Recognizing Emerging African Leaders in Infectious Disease

Congratulations to the 2013 Merle A. Sande Health Leadership Award winner, Dr. Damalie Nakanjako. She is an internist whose work focuses on optimizing HIV treatment outcomes and reducing HIV-associated morbidity and mortality in sub-Saharan Africa. She is currently a Lecturer in Makerere University’s Department of Medicine and a Wellcome Trust post-doctoral Research Fellow in Infection and Immunity at the Infectious Diseases Institute (IDI).

Previous Awardees

Dr. Kamija Phiri
Honored for his outstanding work on investigating new strategies to prevent malaria especially severe anemia, one of malaria’s most common and devastating complications, in children under five, Dr. Kamija Phiri from the University of Malawi was recipient of the 2012 Merle A. Sande Leadership Award. Click here to read more about Dr. Phiri.

Dr. Christian Happi
Accordia Global Health Foundation announced Dr. Christian Happi as the 2011 Sande Awardee. Dr. Happi was honored for his outstanding work on the molecular basis for Plasmodium falciparum resistance to antimalarial drugs.

Professor WD Francois Venter
Click to read about the 2010 Merle A. Sande Health Leadership Award recipient, Professor WD Francois Venter, and to view his keynote address on Developing a Coherent Approach to HIV in Africa.

Background

Dr. Merle Sande was a visionary; known for his enthusiasm for work as well as life, his joy in teaching, and his outstanding leadership abilities. He was a renowned infectious diseases specialist with a brilliant career and a passion for medicine. Merle had an indomitable spirit, a remarkable breadth of knowledge, and a knack for persuading his students and colleagues that they were as excited about the subject as he was. His dreams knew no boundaries. He was an inspiration to all that surrounded him in life and in the field of medicine.

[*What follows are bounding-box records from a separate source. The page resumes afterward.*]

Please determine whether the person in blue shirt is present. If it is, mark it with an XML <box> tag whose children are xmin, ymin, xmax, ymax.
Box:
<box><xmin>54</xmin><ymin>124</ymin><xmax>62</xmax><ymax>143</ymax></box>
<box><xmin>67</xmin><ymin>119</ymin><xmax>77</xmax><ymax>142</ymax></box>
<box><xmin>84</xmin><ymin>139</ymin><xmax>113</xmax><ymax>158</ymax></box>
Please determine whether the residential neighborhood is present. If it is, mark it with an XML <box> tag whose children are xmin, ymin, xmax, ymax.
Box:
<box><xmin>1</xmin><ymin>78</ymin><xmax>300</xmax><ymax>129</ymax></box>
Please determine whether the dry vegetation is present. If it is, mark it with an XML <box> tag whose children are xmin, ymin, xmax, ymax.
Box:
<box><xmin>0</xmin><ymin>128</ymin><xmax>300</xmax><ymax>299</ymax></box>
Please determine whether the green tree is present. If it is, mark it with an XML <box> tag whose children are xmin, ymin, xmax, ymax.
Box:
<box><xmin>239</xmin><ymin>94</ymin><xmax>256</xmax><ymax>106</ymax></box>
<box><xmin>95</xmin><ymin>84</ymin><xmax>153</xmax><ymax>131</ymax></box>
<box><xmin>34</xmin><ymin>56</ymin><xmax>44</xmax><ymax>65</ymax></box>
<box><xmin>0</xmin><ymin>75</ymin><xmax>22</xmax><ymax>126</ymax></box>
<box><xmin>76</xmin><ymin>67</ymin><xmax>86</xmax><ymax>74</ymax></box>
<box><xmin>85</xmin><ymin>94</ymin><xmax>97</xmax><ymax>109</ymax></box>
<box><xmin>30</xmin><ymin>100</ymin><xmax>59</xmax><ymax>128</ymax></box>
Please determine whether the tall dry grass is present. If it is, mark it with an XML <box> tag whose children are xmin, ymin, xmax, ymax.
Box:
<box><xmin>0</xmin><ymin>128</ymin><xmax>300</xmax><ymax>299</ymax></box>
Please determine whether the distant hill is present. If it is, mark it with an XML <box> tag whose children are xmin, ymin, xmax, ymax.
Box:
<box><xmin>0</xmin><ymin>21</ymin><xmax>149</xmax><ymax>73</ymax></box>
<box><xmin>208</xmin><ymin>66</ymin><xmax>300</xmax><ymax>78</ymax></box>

Dr. Sande’s most indelible mark on life, however, occurred when he focused his attention on the AIDS crisis in Africa and established Accordia and its Academic Alliance. As Chief of Medicine at San Francisco General Hospital in the early 1980s, Merle had been on the frontlines when AIDS hit San Francisco. In those early years, there was no treatment, and he helplessly watched as thousands died. Hope emerged with antiretrovirals. However, the AIDS crisis in Africa grew, and Merle was impatient to help. He gathered his colleagues and convinced them that together, with their experience and resources, they could stem the tide of the African pandemic. He had a mission and the foresight to realize that the real challenge to the African HIV/AIDS crisis was to build healthcare capacity, specifically by training physicians and healthcare professionals to care for the vast numbers of HIV infected patients. Merle realized the paramount need to strengthen and upgrade academic medical centers in sub-Saharan Africa, so they could educate and prepare a generation of healthcare professionals skilled in the best practices to lead a resurgent effort against infectious disease. His vision came to fruition when the Infectious Diseases Institute (IDI) in Kampala, Uganda was created as a preeminent center in sub-Saharan Africa for infectious disease training, treatment, and research. Through Dr. Sande’s dream, IDI is providing opportunities for emerging African healthcare leaders and empowering a new generation that are working to overcome the burden of HIV and other infectious diseases in Africa.